16 Semaines+ Retour à la compétition.,
  1. Type 2 et de Type 3 – la Chirurgie peut être la meilleure stratégie de gestion pour ces types de fractures. Les fractures de Type 2 prennent en moyenne cinq mois à se résorber(18).
  2. fracture de stress compliquée-si le patient a encore de la douleur après la période initiale de non-Port de poids, il devrait tenter six semaines supplémentaires de non-Port de poids (12 semaines au total).
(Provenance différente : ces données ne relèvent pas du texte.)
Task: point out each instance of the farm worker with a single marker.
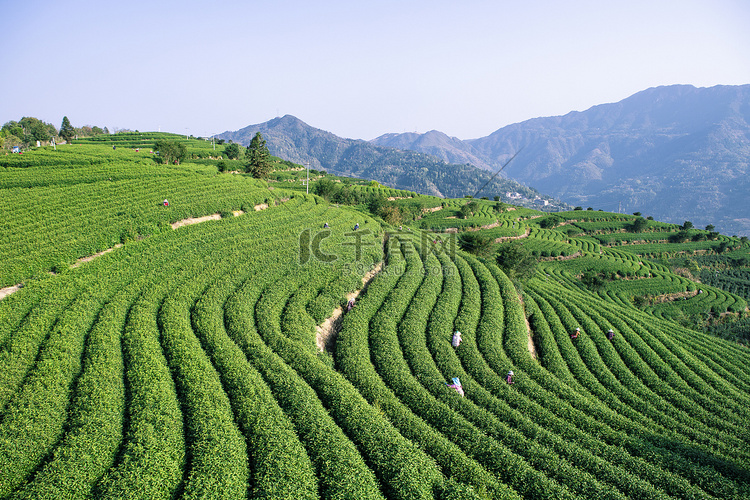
(457, 386)
(456, 339)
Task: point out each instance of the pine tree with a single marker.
(67, 131)
(259, 159)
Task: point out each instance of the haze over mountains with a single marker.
(675, 152)
(292, 139)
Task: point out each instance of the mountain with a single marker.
(292, 139)
(674, 152)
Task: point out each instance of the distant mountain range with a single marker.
(675, 152)
(292, 139)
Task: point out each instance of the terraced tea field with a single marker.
(183, 364)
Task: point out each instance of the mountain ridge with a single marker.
(676, 152)
(292, 139)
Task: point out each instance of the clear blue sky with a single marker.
(357, 69)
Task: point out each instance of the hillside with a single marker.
(676, 152)
(184, 361)
(292, 139)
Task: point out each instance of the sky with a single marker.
(357, 69)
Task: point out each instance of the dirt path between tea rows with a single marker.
(4, 292)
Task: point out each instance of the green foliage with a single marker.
(516, 261)
(476, 243)
(258, 158)
(639, 224)
(170, 152)
(67, 132)
(232, 151)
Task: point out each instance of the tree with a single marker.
(170, 151)
(36, 130)
(638, 225)
(516, 261)
(67, 132)
(232, 151)
(259, 163)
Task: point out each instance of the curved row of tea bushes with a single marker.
(489, 327)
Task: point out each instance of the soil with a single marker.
(327, 331)
(92, 257)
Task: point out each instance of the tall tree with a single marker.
(259, 159)
(67, 131)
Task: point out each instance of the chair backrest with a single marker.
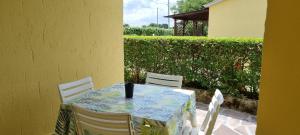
(212, 113)
(74, 89)
(164, 80)
(95, 123)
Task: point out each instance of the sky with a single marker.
(144, 12)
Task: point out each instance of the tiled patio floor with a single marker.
(241, 123)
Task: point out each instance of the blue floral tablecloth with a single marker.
(155, 110)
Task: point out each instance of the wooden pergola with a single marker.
(183, 25)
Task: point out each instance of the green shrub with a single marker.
(231, 65)
(147, 31)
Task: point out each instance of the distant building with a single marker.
(225, 18)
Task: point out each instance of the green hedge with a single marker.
(232, 65)
(147, 31)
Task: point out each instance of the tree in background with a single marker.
(183, 6)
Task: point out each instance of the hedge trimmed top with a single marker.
(230, 64)
(197, 38)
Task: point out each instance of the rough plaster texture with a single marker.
(237, 18)
(47, 42)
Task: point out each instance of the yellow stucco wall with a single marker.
(237, 18)
(279, 112)
(46, 42)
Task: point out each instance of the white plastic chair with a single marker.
(74, 89)
(102, 123)
(211, 117)
(164, 80)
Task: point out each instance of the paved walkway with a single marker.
(228, 119)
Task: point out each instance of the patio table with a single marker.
(154, 109)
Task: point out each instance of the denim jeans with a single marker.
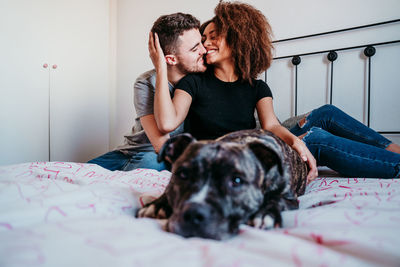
(346, 145)
(116, 160)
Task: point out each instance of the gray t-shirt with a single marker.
(144, 90)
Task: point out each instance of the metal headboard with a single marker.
(332, 55)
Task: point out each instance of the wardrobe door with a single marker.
(24, 82)
(79, 79)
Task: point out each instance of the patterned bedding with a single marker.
(71, 214)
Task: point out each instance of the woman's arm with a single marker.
(169, 113)
(269, 122)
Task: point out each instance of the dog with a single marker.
(245, 177)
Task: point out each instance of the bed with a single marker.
(72, 214)
(75, 214)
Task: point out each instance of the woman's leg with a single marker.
(113, 161)
(145, 160)
(337, 122)
(351, 158)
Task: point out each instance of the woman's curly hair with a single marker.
(248, 34)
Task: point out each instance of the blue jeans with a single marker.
(346, 145)
(116, 160)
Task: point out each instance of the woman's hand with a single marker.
(306, 155)
(156, 53)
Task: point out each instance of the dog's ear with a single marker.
(174, 147)
(274, 180)
(268, 157)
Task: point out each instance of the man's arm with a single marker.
(156, 137)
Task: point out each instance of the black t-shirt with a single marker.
(220, 107)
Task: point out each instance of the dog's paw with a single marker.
(266, 222)
(151, 211)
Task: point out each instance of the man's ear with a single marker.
(171, 60)
(174, 147)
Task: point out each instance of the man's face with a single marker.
(190, 52)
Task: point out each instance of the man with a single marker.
(180, 41)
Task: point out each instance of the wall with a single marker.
(288, 18)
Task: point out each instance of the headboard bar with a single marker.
(336, 31)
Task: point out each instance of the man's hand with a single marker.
(156, 53)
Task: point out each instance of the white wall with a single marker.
(288, 18)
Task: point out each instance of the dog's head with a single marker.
(217, 185)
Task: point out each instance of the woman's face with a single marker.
(217, 49)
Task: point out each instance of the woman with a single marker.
(238, 50)
(224, 98)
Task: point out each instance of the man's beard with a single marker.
(186, 69)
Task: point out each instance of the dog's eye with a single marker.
(236, 182)
(182, 174)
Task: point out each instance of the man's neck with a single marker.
(174, 75)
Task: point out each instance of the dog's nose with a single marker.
(195, 214)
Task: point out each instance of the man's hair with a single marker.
(170, 27)
(248, 34)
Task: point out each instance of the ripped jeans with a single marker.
(347, 146)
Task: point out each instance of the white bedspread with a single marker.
(70, 214)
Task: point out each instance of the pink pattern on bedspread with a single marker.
(59, 213)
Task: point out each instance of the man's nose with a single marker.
(202, 50)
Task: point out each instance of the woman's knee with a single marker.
(316, 135)
(327, 110)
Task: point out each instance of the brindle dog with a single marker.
(247, 176)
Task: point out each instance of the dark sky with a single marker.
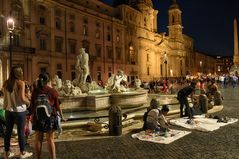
(208, 22)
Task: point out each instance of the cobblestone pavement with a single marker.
(219, 144)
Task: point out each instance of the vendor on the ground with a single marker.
(182, 98)
(155, 119)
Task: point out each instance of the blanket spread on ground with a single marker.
(201, 123)
(163, 138)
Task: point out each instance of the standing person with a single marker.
(43, 87)
(182, 97)
(82, 65)
(15, 105)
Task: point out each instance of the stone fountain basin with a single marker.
(129, 99)
(104, 101)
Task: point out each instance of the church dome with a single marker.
(174, 5)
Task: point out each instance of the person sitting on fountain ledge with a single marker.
(154, 118)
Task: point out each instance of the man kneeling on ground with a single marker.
(155, 120)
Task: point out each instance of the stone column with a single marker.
(236, 55)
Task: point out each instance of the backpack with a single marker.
(44, 111)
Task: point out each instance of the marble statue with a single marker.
(137, 83)
(114, 82)
(82, 65)
(56, 82)
(68, 89)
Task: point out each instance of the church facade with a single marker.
(49, 33)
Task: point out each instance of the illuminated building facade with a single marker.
(49, 33)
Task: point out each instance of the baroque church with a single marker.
(48, 34)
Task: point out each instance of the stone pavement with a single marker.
(220, 144)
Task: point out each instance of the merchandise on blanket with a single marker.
(161, 137)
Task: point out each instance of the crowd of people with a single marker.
(23, 106)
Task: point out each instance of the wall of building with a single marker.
(49, 33)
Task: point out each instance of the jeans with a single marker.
(184, 102)
(20, 119)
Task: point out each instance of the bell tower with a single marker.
(175, 28)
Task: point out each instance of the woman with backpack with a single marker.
(15, 105)
(44, 122)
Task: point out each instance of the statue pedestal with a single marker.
(234, 70)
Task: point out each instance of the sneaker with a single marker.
(8, 155)
(25, 155)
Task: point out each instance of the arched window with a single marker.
(42, 12)
(72, 27)
(97, 34)
(58, 23)
(132, 55)
(85, 30)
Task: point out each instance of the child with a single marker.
(59, 118)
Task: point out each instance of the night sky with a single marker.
(208, 22)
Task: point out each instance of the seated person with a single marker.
(155, 120)
(202, 103)
(217, 97)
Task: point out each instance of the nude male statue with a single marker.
(82, 65)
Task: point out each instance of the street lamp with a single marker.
(165, 62)
(200, 66)
(165, 81)
(10, 27)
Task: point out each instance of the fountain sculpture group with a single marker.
(83, 94)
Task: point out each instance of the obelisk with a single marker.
(236, 55)
(235, 68)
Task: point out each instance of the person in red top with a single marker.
(43, 87)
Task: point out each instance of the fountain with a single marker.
(83, 95)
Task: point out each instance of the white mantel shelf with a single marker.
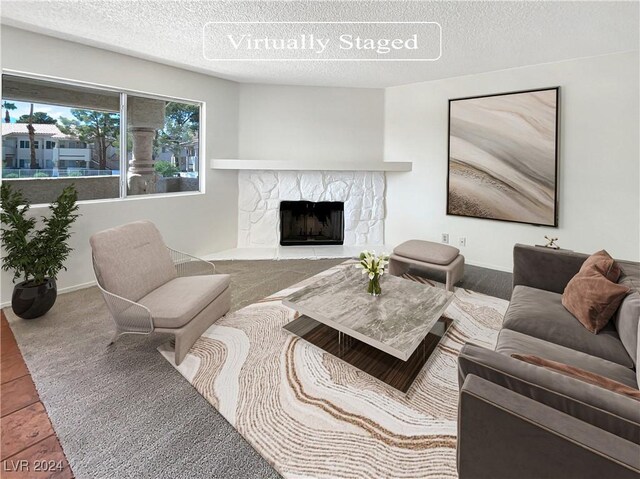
(286, 165)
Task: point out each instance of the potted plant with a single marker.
(35, 256)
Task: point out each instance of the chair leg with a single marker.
(115, 337)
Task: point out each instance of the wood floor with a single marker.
(29, 446)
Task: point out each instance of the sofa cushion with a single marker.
(131, 260)
(540, 314)
(592, 297)
(594, 405)
(581, 374)
(627, 322)
(427, 251)
(512, 342)
(177, 302)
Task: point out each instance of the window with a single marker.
(172, 129)
(160, 154)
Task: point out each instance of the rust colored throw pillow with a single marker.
(604, 263)
(592, 295)
(580, 374)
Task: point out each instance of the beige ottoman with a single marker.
(430, 256)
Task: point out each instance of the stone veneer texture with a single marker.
(260, 194)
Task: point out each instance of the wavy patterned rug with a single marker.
(312, 416)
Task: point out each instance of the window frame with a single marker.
(123, 93)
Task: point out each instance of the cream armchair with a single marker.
(149, 287)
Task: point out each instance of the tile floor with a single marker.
(29, 445)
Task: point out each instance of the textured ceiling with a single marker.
(476, 36)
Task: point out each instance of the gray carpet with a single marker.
(124, 411)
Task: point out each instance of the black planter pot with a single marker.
(30, 302)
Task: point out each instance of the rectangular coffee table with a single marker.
(389, 337)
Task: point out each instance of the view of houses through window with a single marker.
(66, 134)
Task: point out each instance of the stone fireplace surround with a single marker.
(260, 193)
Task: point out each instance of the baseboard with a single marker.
(68, 289)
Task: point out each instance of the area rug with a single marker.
(312, 416)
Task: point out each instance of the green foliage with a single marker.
(38, 117)
(165, 168)
(97, 127)
(181, 123)
(7, 107)
(36, 254)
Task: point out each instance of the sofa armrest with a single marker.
(545, 268)
(502, 434)
(607, 410)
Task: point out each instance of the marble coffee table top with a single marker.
(395, 322)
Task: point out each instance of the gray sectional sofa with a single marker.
(518, 420)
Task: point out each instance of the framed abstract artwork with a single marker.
(503, 157)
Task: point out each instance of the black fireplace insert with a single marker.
(306, 222)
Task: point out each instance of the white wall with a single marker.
(310, 124)
(199, 224)
(599, 200)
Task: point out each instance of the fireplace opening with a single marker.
(306, 222)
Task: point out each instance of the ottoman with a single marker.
(428, 255)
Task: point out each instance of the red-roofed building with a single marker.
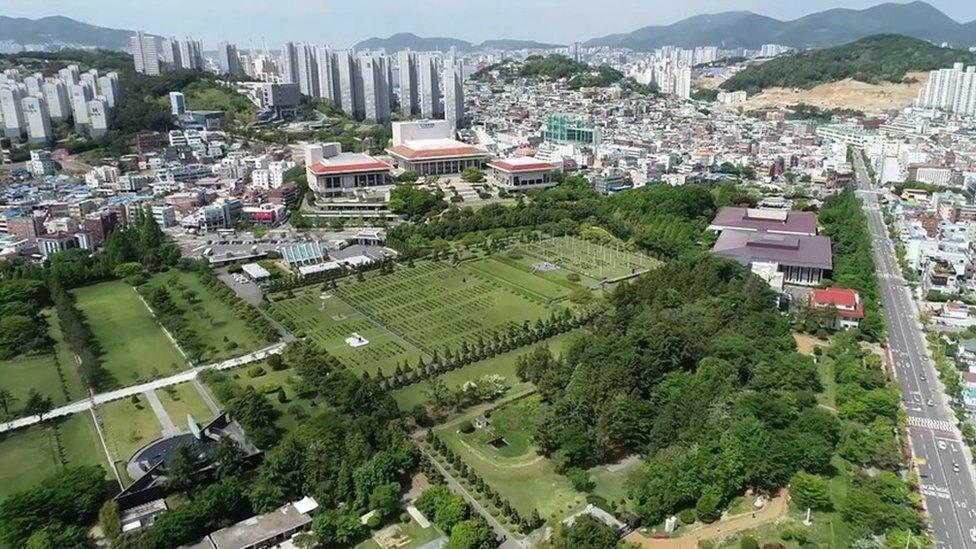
(521, 173)
(845, 304)
(428, 147)
(331, 172)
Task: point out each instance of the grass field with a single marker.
(128, 426)
(529, 481)
(20, 374)
(29, 455)
(293, 410)
(217, 325)
(133, 346)
(520, 279)
(610, 483)
(418, 536)
(436, 305)
(329, 326)
(180, 400)
(503, 365)
(597, 261)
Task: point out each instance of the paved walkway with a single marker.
(102, 398)
(721, 529)
(169, 428)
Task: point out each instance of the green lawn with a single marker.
(529, 481)
(20, 374)
(29, 455)
(223, 332)
(438, 306)
(519, 278)
(129, 426)
(133, 346)
(293, 410)
(599, 261)
(329, 324)
(503, 365)
(611, 484)
(418, 536)
(180, 400)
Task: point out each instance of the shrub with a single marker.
(580, 480)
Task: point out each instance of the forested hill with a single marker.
(883, 57)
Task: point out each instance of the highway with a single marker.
(942, 458)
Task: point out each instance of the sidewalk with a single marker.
(176, 379)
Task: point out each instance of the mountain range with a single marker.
(731, 29)
(406, 40)
(743, 29)
(61, 31)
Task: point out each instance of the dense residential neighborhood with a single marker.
(658, 289)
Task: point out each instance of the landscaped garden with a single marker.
(29, 455)
(503, 455)
(133, 347)
(221, 332)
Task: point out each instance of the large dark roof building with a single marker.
(774, 240)
(767, 220)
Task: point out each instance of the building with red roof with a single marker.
(428, 147)
(844, 303)
(331, 172)
(521, 173)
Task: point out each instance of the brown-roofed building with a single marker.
(428, 147)
(804, 260)
(331, 172)
(521, 173)
(768, 220)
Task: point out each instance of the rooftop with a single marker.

S’il est encore douloureux à 12 semaines (ou chez les athlètes présentant des fractures de type 2 et 3 qui souhaitent un retour plus rapide à la compétition), la prise en charge chirurgicale est la meilleure., La chirurgie implique généralement deux vis canulées qui passent du latéral au médial (dans les fractures de type 2), ou une réduction ouverte et une fixation interne avec greffe osseuse (pour les fractures de type 3). Après la chirurgie, les patients ne portent pas de poids pendant six semaines, puis sont autorisés à supporter complètement le poids. Les médecins effectuent généralement une nouvelle tomodensitométrie dix semaines après la chirurgie pour assurer l’union du site de fracture avant de charger avec la course(8). Les fractures de Type 3 prennent en moyenne 4,75 mois à se résorber(18).,

bien que les études soient limitées, les résultats généraux de la prise en charge conservatrice par rapport à la prise en charge opératoire des fractures de stress naviculaire montrent que dans les cas gérés de manière conventionnelle, le délai de retour au sport est d’environ 22-26 semaines. Alors que, les personnes traitées chirurgicalement ont tendance à revenir à la compétition en 15-18 semaines(2,14).